According to industry sources, Novartis Korea’s ’Fabhalta (iptacopan),’ a treatment for paroxysmal nocturnal hemoglobinuria (PNH), is under negotiations for drug pricing.

Consequently, attention is gaining to whether another treatment option for PNH would emerge.

PNH is a rare disease estimated to occur in approximately 1.5 individuals per 1 million globally.

Until now, the treatment for PNH has relied on C5 inhibitors.

In 2010, ’Soliris (eculizumab)’ was first approved in South Korea, and 'Ultomiris (ravulizumab)' has been used for PNH treatment since its approval in 2022.

Both treatment options are C5 inhibitors.

C5 inhibitors inhibit C5, the terminal component within the complement system's alternative pathway involved in the body's immune response, and are administered via intravenous injection.

In April last year, the subcutaneous injection product 'Empaveli (pegcetacoplan),' which works by binding to C3 and C3b to inhibit the complement cascade, was approved.

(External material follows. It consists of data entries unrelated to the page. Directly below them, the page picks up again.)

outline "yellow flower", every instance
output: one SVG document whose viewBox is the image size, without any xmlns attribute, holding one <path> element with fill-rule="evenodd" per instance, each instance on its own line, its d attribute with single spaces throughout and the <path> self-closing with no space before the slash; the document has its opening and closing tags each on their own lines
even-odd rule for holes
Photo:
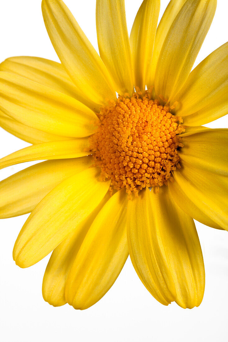
<svg viewBox="0 0 228 342">
<path fill-rule="evenodd" d="M 0 183 L 0 217 L 31 212 L 13 258 L 53 250 L 45 300 L 85 309 L 128 257 L 160 303 L 198 306 L 205 273 L 193 219 L 228 230 L 228 44 L 190 72 L 216 0 L 144 0 L 129 39 L 124 0 L 97 0 L 100 56 L 61 0 L 43 0 L 61 64 L 0 65 L 0 124 L 33 145 L 0 167 L 48 160 Z M 147 86 L 146 87 L 146 86 Z M 116 93 L 119 94 L 116 98 Z"/>
</svg>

The oral drug Fabhalta, which operates by inhibiting factor B, was introduced in August.

Due to the mechanistic limitations of C5 inhibitors, there are still unmet needs for patients with PNH.

'Extravascular hemolysis (EVH)' PNH arises from a genetic deficiency in red blood cells and leads to both intravascular hemolysis (IVH) and extravascular hemolysis (EVH).

Such hemolysis subsequently triggers thrombosis and bone marrow failure, thereby endangering life.

Therefore, controlling hemolysis is critical for treating PNH.

However, the current standard treatment for PNH, a C5 inhibitor, effectively manages IVH but is inherently limited in its mechanism to control EVH.

This is why there is significant interest in the reimbursement status of the factor B inhibitor, Fabhalta.

Factor B is located higher in the alternative pathway than C5, C3, and C3b, and by inhibiting it, one can comprehensively regulate both IVH and EVH.

In fact, the efficacy of Fabhalta has been demonstrated in patients with no prior treatment experience.

According to the APPOINT-PNH study, conducted in treatment-naïve PNH patients, 19 out of 33 patients achieved a hemoglobin level of at least 12 g/dL without the need for red blood cell transfusions.

Furthermore, 92% of the patients showed a clinically significant increase in hemoglobin of at least 2 g/dL, and 63% maintained a hemoglobin level of 12 g/dL or higher without transfusions.

During the 24‑week study period, hemoglobin levels continued to rise steadily, reaching normalized levels by week 20 and remaining at that level through week 24.

Additionally, 98% of the patients overcame transfusion dependency.

Professor Junho Jang, Department of Hematology at Samsung Medical Center, said, "When a C5 inhibitor first emerged, experts stated that the PNH treatment paradigm has shifted.

However, C5 inhibitors are still limited in managing EVH." "Fabhalta is a new drug that is likely to bring a paradigm shift for PNH treatment.

This drug is involved in regulating factor B located in the upper alternative pathway, thus inhibiting factor B.

It can comprehensively control both IVH and EVH.

A favorable result has been demonstrated through clinical trials," Professor Jang emphasized.